Keith Priestley accused learner Ben Williams of 'braking too quickly' during his test in November 2015.
However, Williams' instructor Elaine Rose, who was sat in the back seat, claimed the manoeuvre was 'perfect' and neither her nor Williams suffered any injury.
Immediately after the emergency stop, Priestley told Williams that he had failed, and asked Rose to drive the vehicle back to the test centre in Sutton Coldfield, Birmingham.
While Williams was given no major or minors in his test, a note on his appraisal read: 'test terminated due to examiner not fit to carry on.'
Three weeks later, he received a letter from Priestley's solicitors notifying him of the claim against him for the 'injuries'.
But, only three weeks after the test, instructor Rose saw Priestley walking along the street and turning his head, proving the injuries non-existent. She was later required to defend Williams against the claim.
In May 2016 the Driver and Vehicle Standards Agency (DVSA) went in Ben's favour and offered him a free re-test.

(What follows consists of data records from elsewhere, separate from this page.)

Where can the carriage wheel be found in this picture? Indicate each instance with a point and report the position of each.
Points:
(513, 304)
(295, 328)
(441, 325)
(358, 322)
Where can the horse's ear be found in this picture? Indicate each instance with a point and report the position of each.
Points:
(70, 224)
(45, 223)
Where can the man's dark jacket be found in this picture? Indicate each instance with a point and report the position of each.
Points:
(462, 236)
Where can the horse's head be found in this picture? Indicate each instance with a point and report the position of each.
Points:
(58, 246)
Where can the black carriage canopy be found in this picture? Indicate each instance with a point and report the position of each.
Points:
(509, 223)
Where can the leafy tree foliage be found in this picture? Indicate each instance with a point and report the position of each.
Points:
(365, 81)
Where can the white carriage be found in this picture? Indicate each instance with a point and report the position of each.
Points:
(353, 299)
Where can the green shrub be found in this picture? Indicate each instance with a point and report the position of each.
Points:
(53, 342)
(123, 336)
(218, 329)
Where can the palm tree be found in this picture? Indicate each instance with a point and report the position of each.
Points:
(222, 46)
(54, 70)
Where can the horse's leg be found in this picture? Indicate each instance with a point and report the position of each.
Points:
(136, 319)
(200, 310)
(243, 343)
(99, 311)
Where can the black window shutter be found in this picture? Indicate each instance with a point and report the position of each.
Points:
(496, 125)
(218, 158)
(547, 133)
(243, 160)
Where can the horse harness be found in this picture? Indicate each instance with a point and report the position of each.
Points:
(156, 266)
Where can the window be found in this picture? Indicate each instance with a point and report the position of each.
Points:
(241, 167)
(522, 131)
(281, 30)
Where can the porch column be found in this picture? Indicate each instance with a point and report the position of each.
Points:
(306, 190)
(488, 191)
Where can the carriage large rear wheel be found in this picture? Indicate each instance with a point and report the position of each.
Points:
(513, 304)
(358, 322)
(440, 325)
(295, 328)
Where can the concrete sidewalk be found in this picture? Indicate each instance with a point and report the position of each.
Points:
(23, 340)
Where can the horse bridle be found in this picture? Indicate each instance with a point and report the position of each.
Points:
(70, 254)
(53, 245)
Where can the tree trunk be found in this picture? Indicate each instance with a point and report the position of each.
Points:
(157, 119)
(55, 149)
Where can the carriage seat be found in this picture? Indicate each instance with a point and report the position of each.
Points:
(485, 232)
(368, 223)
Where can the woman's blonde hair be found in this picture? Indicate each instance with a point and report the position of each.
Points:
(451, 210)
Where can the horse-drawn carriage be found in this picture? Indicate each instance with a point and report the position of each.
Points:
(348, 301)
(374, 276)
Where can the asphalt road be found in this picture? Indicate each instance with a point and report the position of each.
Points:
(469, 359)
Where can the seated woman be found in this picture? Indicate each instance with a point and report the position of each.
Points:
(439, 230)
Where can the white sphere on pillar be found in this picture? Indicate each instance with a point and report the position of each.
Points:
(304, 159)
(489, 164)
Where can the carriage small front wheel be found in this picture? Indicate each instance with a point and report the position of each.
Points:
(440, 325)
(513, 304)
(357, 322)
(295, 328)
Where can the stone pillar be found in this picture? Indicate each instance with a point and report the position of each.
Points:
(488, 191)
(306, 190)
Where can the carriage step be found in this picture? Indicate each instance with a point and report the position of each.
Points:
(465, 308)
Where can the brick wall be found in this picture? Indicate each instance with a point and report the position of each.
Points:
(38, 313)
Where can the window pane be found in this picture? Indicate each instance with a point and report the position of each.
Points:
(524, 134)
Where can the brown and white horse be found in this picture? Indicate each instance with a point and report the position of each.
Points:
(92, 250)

Speaking to the Daily Mail, Williams, an engineer from Birmingham, said: "It was an absolute nightmare, it's nerve racking enough doing a diving test - let alone the instructor trying to sue you afterwards.
"The instructor asked me to perform the emergency stop, so I did, and then he started moaning and groaning that I braked too hard and fast.
"But I felt fine, and so did my driving instructor who was sitting in the back seat.
"I think he was just trying to get money out of me. It's horrendous to take advantage of a learner driver like that."